Hall has been in rallies at the Statehouse to bring the flag down since the killing of nine black people last week by a white supremacist at a Charleston church. He spoke at Saturday’s rally to bring down the flag that was one public event that led Gov. Nikki Haley and others to push for the flag to come down after years of indifference.
Hall is named for his great-great-grandfather, Dr. Thomas Wade Moore of Chester, a signer of that document that led to the war. His great-grandfather was Maj. Tom Brice who fought for the Confederacy.
But that does not make slavery right, and it does not make the Confederate flag flying in the face of blacks right, Hall said.
Hall does not want memorials and other markers moved, as they are part of history. But the Confederate flag, Hall said, is a political tool of racists who have sneered at blacks and integration in general since the 1940s.
“The flag must come down so that we can heal as a state,” Hall said.
His movie premieres Saturday at Columbia’s Nickelodeon Theater in two showings at noon and 12:30 p.m. on two screens with a question-and-answer session afterward. A Rock Hill showing is expected soon. All the proceeds are going to the Emanuel AME Church, the site of the June 17 shooting.

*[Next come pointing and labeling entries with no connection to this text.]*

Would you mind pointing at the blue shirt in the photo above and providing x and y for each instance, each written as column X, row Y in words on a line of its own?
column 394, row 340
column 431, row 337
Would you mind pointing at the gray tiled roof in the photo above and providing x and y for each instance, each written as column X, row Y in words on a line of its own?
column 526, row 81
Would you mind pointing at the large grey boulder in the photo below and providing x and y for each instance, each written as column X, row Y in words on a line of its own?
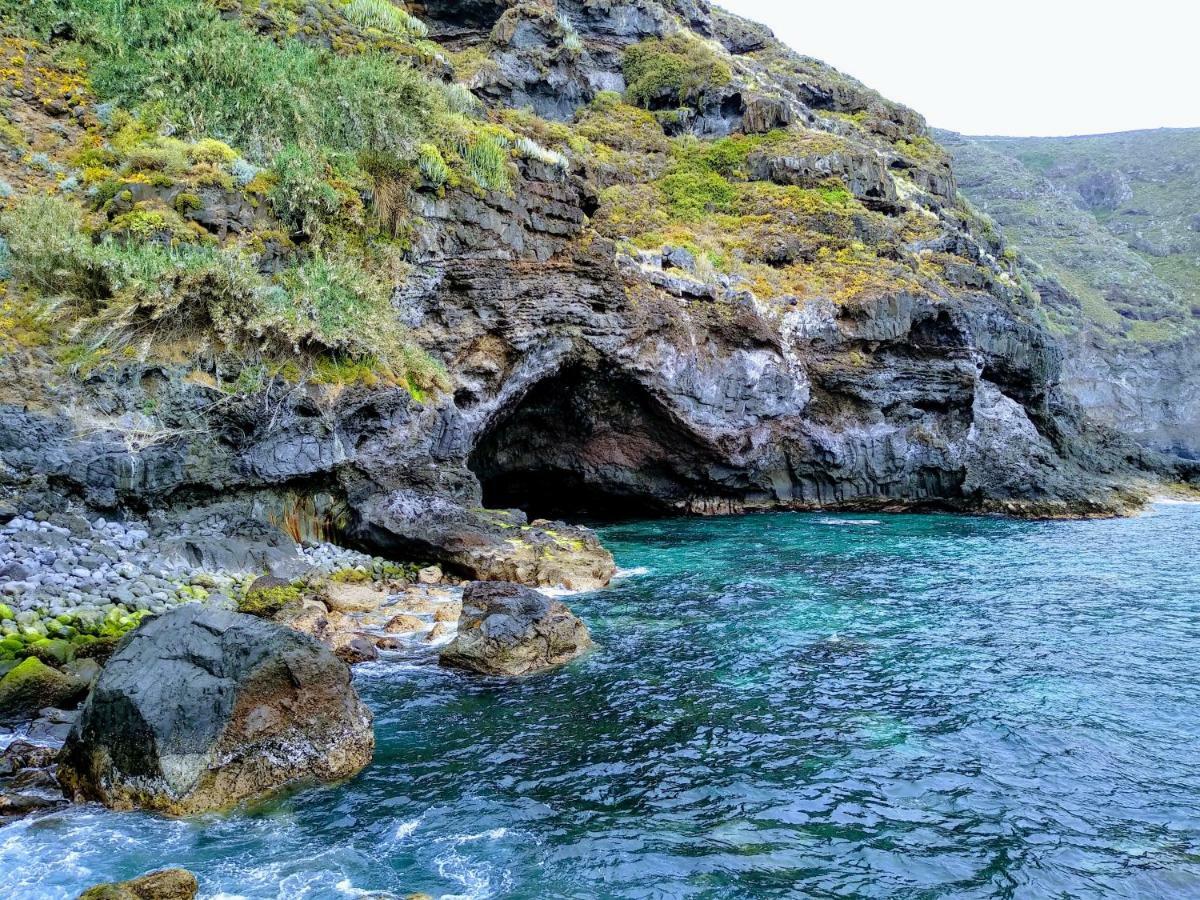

“If you truly love your heritage, which I do, you know that the flag should be furled,” Hall said. “I grew up running barefoot on the former plantation in Chester along Fishing Creek. That is my heritage, and I am proud of it.”
But the Confederate flag of racist politicians and racists in general is not the heritage of people such as Tom Hall. The Confederate flag, long adopted by hate groups, only came into public life through politicians who were trying to stem equality and civil rights, Hall said.
“If you love your southern heritage – which I do – you should be the first to want to bring that flag down,” Hall said. “People (who support the flag staying up) have been used as pawns in a political chess set.”